Issue: Society / Culture
The religious processions of Antigua Guatemala during Easter have been well documented and are renowned throughout the world. Nevertheless, the ones carried out in the Capital City are also very impressive not only in size and attendance, but very colorful and of great importance within Guatemalan culture and its Catholic community.
Multiple processions are attended by “thousands of Catholic parishioners who reenact the life, passion, death and resurrection of Jesus Christ during the Easter celebrations.” (1)
Detail of a carriage representing Death.
“The carpets, made out of sawdust, flowers or fruits, constitute one of the most important characteristics of the Guatemalan celebrations of Easter. These lengthy and extraordinary carpets, unique to Guatemalan culture, form part of the so-called popular ephemeral art and are intertwined with the collective memory of every Guatemalan. It is a clear example of the religious and cultural syncretism.” (2)
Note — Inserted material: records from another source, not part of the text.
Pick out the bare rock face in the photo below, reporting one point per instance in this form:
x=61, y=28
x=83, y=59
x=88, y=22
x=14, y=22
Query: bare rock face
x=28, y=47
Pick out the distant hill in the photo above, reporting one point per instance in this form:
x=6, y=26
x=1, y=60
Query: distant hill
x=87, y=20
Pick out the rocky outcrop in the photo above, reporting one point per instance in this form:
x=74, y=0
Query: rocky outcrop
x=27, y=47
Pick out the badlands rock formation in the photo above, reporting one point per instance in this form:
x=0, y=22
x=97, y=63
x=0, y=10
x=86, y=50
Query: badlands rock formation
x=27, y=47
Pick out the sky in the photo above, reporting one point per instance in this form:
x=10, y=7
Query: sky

“Their origin comes from two sources: during Pre-Hispanic times, Spanish documentarians from the 16th century as well as written indigenous testimonies, recorded that local lords and priests would, on certain ceremonies, walk over carpets made from flowers, pine needles and feathers from precious birds such as quetzals, hummingbirds, and macaws… In addition, there is also the Spanish influence from the Canary Islands, in particular from Tererife and Gomera, where large carpets were created since remote times. A testimony from the 7th century reveals colorful dirt passageways with flowers and different types of sand.” (3)
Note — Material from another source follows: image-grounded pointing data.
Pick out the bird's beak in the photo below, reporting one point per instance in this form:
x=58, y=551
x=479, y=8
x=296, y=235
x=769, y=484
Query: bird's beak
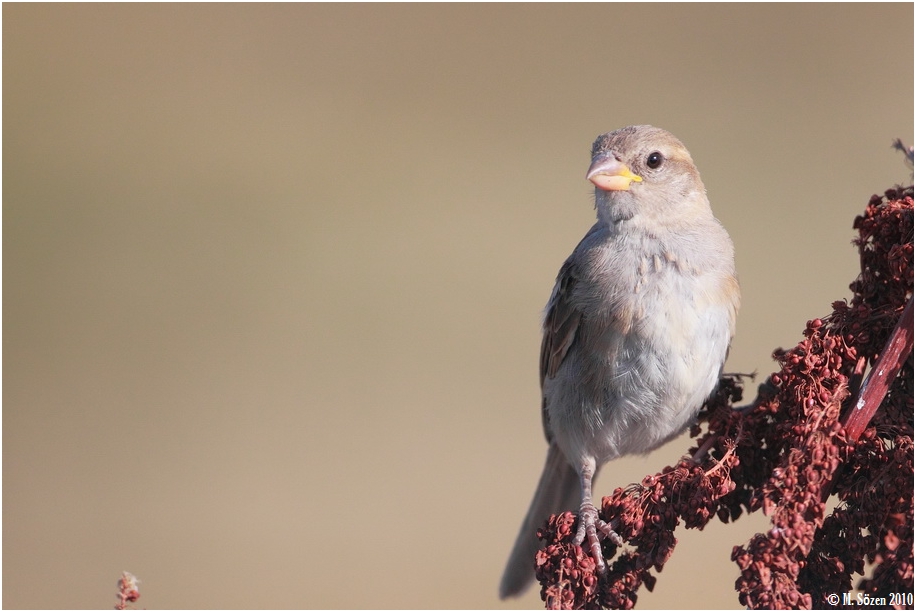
x=609, y=174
Of all the celebrations in Guatemala City, the one featuring a gigantic wooden platform with a lying down Jesus Christ, known as the image of the Buried Lord, definitely stands out.
Every Good Friday, such platform is paraded around the historical centre of the Capital City, known as Zone 1, and it is considered the largest in the world as it requires 140 people to carry it.
“The image of the Buried Lord, laying in proper burial position, is attributed to the sculptor Pedro de Mendoza, from the mid-17th century. It was consecrated on November 19th, 1989.” (4)
2 Lara, Celso. “Las Alfombras”. March 30, 2007. http://www.deguate.com/artman/publish/especiales_semanasanta/Las_Alfombras_7350.shtml
4 Special issue from Prensa Libre: “Semana Santa 2008. Recorridos procesionales de la Ciudad Capital, La Antigua Guatemala y Pregón departamental”. Guatemala, March 8, 2008. P. 10.